Product Description
The story is simple, seen through the eyes of an 11-year-old boy. As an adult he remembers the way things were back home on the farm on the west coast of Cape Breton. The time was the 1940s, but the hens and the cows and the pigs and the sheep and the horse made it seem ancient. The family of six children excitedly waits for Christmas and two-year-old Kenneth, who liked Halloween a lot, asks, “Who are you going to dress up as at Christmas? I think I’ll be a snowman.” They wait especially for their oldest brother, Neil, working on “the Lake boats” in Ontario, who sends intriguing packages of “clothes” back for Christmas. On Christmas Eve he arrives, to the delight of his young siblings, and shoes the horse before taking them by sleigh through the woods to the nearby church. The adults, including the narrator for the first time, sit up late to play the gift-wrapping role of Santa Claus.
The story is simple, short and sweet, but with a foretaste of sorrow. Not a word is out of place.
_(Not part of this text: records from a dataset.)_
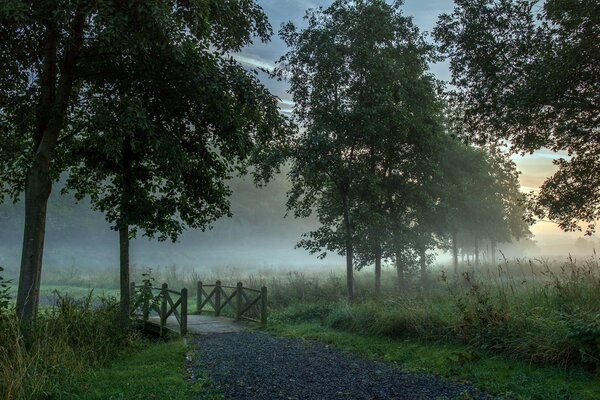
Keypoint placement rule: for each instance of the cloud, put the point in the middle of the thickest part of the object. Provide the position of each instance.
(253, 62)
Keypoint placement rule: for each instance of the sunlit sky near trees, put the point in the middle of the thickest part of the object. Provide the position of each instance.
(535, 167)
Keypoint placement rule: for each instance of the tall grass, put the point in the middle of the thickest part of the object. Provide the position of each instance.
(46, 359)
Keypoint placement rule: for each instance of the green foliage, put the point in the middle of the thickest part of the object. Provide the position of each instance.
(529, 73)
(65, 341)
(585, 335)
(4, 294)
(371, 119)
(153, 372)
(501, 376)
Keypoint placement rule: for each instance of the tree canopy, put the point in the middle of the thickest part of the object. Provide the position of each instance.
(529, 73)
(69, 67)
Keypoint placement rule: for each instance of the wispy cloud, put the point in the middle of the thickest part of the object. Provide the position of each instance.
(253, 62)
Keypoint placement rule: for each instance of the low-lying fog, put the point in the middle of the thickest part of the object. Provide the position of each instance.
(257, 235)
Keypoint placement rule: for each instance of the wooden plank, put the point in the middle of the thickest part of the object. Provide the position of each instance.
(228, 300)
(248, 306)
(263, 306)
(183, 323)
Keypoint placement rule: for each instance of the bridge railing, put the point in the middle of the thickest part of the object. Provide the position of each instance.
(246, 303)
(144, 301)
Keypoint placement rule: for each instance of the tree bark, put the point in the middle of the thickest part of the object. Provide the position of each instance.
(378, 271)
(124, 275)
(50, 118)
(423, 261)
(349, 250)
(455, 253)
(400, 271)
(127, 180)
(37, 192)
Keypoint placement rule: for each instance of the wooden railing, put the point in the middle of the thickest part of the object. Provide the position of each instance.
(144, 301)
(245, 303)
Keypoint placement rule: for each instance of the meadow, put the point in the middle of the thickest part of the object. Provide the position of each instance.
(522, 329)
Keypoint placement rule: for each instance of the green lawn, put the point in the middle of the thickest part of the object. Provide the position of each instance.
(496, 374)
(155, 372)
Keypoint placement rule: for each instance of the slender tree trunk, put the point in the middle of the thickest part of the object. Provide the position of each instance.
(400, 271)
(423, 261)
(55, 93)
(455, 253)
(378, 271)
(349, 250)
(127, 179)
(37, 191)
(124, 275)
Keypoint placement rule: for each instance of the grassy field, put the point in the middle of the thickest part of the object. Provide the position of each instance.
(154, 372)
(525, 329)
(497, 374)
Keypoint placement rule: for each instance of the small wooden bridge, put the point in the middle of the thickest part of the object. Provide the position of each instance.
(218, 306)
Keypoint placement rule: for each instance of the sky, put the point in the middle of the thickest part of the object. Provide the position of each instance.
(258, 235)
(535, 168)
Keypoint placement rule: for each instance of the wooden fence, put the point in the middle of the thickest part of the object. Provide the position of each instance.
(241, 300)
(144, 300)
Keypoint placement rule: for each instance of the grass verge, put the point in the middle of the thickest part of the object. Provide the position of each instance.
(155, 372)
(496, 374)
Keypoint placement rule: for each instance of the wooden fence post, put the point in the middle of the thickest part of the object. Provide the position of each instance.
(183, 328)
(199, 297)
(131, 297)
(163, 307)
(238, 301)
(263, 306)
(217, 298)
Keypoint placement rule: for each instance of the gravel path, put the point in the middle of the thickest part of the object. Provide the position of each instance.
(256, 365)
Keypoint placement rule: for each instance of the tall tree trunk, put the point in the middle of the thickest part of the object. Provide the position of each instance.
(400, 271)
(124, 275)
(54, 98)
(378, 271)
(455, 253)
(127, 180)
(37, 192)
(423, 261)
(349, 249)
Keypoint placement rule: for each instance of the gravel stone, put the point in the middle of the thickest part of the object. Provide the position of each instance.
(256, 365)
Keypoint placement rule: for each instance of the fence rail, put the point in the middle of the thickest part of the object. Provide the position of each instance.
(241, 300)
(163, 304)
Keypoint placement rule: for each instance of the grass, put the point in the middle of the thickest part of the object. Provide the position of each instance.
(154, 372)
(494, 373)
(525, 329)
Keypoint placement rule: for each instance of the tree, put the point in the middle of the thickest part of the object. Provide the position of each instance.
(480, 199)
(53, 51)
(530, 74)
(357, 74)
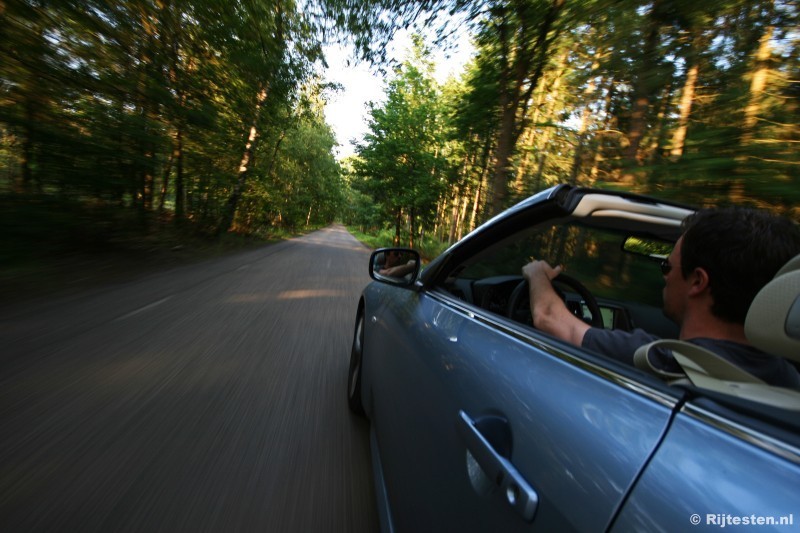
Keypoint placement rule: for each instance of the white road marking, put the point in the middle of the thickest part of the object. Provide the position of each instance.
(142, 309)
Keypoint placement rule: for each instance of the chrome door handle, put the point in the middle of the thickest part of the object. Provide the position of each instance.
(514, 488)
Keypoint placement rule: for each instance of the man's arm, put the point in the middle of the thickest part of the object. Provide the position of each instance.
(550, 313)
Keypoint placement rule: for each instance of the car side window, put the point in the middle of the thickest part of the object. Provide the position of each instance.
(626, 285)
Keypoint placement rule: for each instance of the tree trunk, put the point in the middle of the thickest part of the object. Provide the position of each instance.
(757, 86)
(642, 94)
(244, 167)
(517, 83)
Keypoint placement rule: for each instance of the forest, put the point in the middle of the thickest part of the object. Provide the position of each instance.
(128, 117)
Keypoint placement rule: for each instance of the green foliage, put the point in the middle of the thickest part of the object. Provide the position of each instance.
(401, 164)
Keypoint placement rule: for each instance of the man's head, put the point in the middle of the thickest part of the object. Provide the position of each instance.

Matching and enhancingthe text are black and white illustrations by Peter Rankin, making this book a perfect little gift.
For readers from nine to ninety-nine, our classic Christmas story by one of our greatest writers.
About the Author
Alistair MacLeod was born in North Battleford, Saskatchewan, and raised among an extended family in Cape Breton, Nova Scotia. He has published two internationally acclaimed collections of short stories:
The Lost Salt Gift of Blood (1976) and
As Birds Bring Forth the Sun (1986). In 2000, these two books, accompanied by two new stories, were published in a single-volume edition entitled
Island: The Collected Stories of Alistair MacLeod. In 1999, MacLeod’s first novel,
No Great Mischief, was published to great critical acclaim, and was on national bestseller lists for more than a year. The novel won many awards, including the prestigious International IMPAC Dublin Literary Award. Alistair MacLeod and his wife, Anita, have six children. They live in Windsor, Ontario.
Peter Rankin was born in Cape Breton, Nova Scotia. He specializes in illustrating the traditional way of life there. A fisherman as well as an artist, in 2004 he illustrated
Making Room, a children’s book by Joanne Taylor that was published by Tundra Books, for which he won the 2004 Lillian Shepherd Memorial Award for Excellence in Illustration. He lives in Mabou Coal Mines with his wife and their five children.